Wednesday, January 26, 2011

Lunch @ Home

Working from home, as lovely as it is, is getting a bit old. The above was my lunch yesterday. Not bad, really, but let's compare it to a couple of work lunches that I took pictures of last spring and fall.

On the hill by the river at one of my museums.

At a lovely sidewalk table in the town of one of my other museums.

Sigh. I realize the weather and season are big factors here, but it's just not even close, is it?

Friday, January 21, 2011

Museum Daily (sort of, kind of)

I'm not sure if I want to count this as a Museum Daily, because it's not from today or even this week.  However, it's a photo I took of one of my days in the museum, so I suppose it counts.  :)

These two notes are thank you notes from the kindergarten classes at a school who visits one of my museums annually.  These sweet kids come every fall to do one of our programs on Native American life in Massachusetts.  Despite their young age, they're generally very interested and well-behaved.  

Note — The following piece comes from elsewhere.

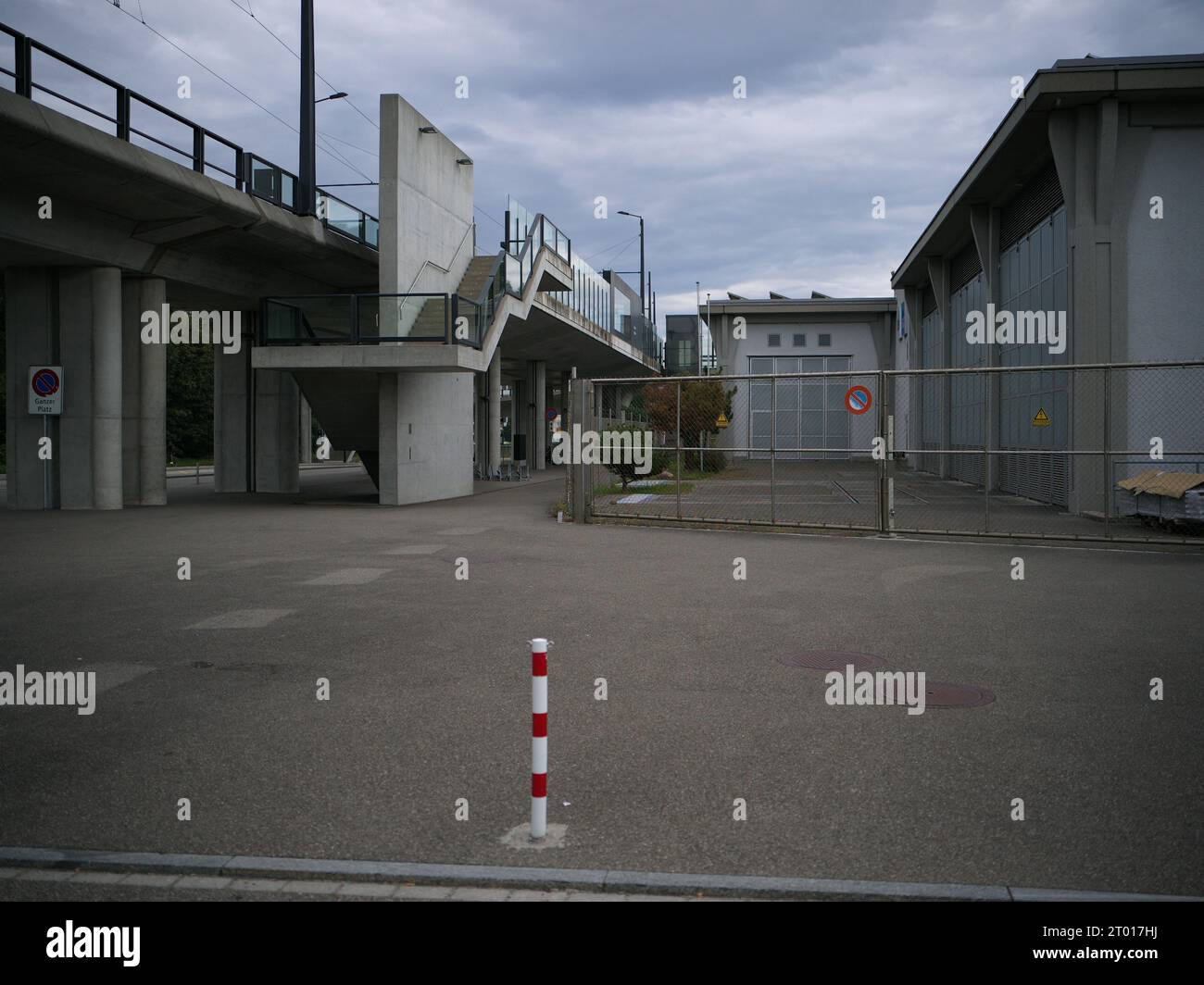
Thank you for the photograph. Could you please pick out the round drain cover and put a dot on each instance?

And every year, I get a tall thank you note, written by the lead teacher and signed by each of the little kids.  How sweet is that?  I pinned them to the wall in the shared office to remind me of what it's all for on the days when I'm feeling frazzled or tired.

Sunday, January 16, 2011

Work Resolutions

I haven't made New Year's resolutions in my personal life for about four years. I have nothing against them, but I'm not sure they ever really stick with me. Without writing down a step-by-step schedule for achieving goals, I have a hard time keeping up with them. And I find myself just too busy living life to follow a schedule! However, it seems like a good thing to attempt with my work life. I like the idea of having a work plan for the year - a list of major things to achieve.

In the fall, a local city councilor generously donated $500 to one of my museums, and the curator graciously handed it off to my department - the education department. I think one of the best uses for the money is to buy boxes with labels and properly organize the closet in the photo above. It's a simple goal, but having that closet - which contains a lot of my educational supplies - neat & easy to navigate would be wonderful!

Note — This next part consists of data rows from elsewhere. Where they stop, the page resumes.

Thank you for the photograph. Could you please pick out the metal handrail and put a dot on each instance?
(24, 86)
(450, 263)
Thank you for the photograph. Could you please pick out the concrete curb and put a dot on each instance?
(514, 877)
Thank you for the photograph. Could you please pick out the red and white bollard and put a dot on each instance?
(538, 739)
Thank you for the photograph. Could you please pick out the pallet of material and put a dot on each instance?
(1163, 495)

Wednesday, January 12, 2011

Art Restoration on a Snowy Day

Since my road looks like this:

I will not be going into work today.  Instead, I'm working from home at the desk in the guest room and savoring a second cup of coffee.

I wanted to share this interactive from a December 18th article in the NY Times. The Met has a painting in their collection that has, in the sixty years it's been at the museum, been alternately identified as a Velázquez, repudiated as such, and now vindicated. It's a really interesting story, but what attracted my attention even more was the accompanying interactive.

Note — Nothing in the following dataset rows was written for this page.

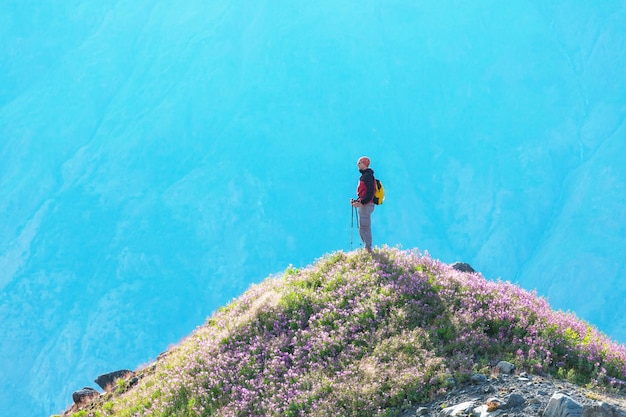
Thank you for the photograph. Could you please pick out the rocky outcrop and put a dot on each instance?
(84, 396)
(462, 266)
(505, 394)
(107, 381)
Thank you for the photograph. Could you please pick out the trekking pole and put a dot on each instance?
(351, 227)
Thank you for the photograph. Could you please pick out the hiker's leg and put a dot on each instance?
(365, 225)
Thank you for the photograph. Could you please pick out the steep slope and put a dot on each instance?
(361, 335)
(497, 127)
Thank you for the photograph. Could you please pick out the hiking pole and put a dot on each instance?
(351, 227)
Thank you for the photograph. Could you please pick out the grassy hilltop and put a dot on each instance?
(361, 335)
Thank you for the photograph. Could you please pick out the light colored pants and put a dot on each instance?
(365, 224)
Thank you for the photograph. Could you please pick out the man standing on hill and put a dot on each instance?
(365, 201)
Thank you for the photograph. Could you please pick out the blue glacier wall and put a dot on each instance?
(158, 157)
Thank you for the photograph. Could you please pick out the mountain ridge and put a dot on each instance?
(356, 334)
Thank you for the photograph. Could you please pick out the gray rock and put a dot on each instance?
(459, 409)
(506, 367)
(84, 395)
(463, 267)
(560, 405)
(107, 381)
(515, 400)
(601, 409)
(479, 379)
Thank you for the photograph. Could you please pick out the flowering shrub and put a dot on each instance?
(363, 335)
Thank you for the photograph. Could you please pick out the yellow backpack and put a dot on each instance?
(379, 192)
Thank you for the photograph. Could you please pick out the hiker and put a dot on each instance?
(364, 203)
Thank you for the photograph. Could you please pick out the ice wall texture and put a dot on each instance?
(158, 157)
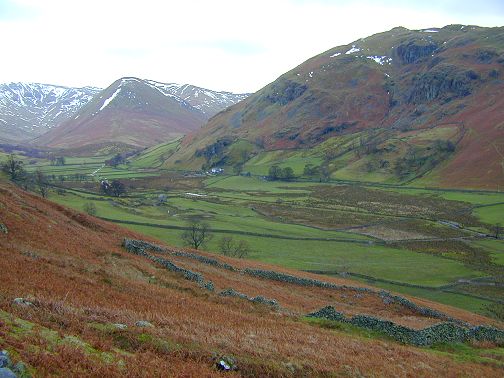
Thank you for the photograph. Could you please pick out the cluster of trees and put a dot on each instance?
(420, 160)
(116, 160)
(36, 181)
(277, 173)
(114, 188)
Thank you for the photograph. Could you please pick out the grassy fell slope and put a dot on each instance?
(376, 88)
(72, 267)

Extensive restoration work was done on the painting over the last eighteen months, which was key in revealing the true identity of the work. To help readers see the difference in the painting pre- and post-restoration work, the Times layered photographs of the two stages (pre-restoration on top & post- on the bottom). Readers can move a slider back & forth to see more & less of the images. The difference is astounding!

I love the idea of using an interactive like this for a museum exhibit, particularly one that includes paintings and can therefore raise those specific issues of art conservation. However, you could also do something like it to illustrate any kind of restoration work, from furniture to documents. It's a more sophisticated version of the "before & after" trick and I think it's probably quite easy to execute on the technical side. Hmmm - I'm getting ideas . . .

Friday, January 7, 2011

Just for Fun

(Image from The Onion)
This article from The Onion, from a little over a year ago, is pretty funny.  It actually reminds me of a commercial for Dos Equis beer, about their faux spokesperson, "the most interesting man in the world."  Each commercial lists things about this man that are amazing and/or show how important he is.  A line in one of them goes, "At museums, he's allowed to touch the art."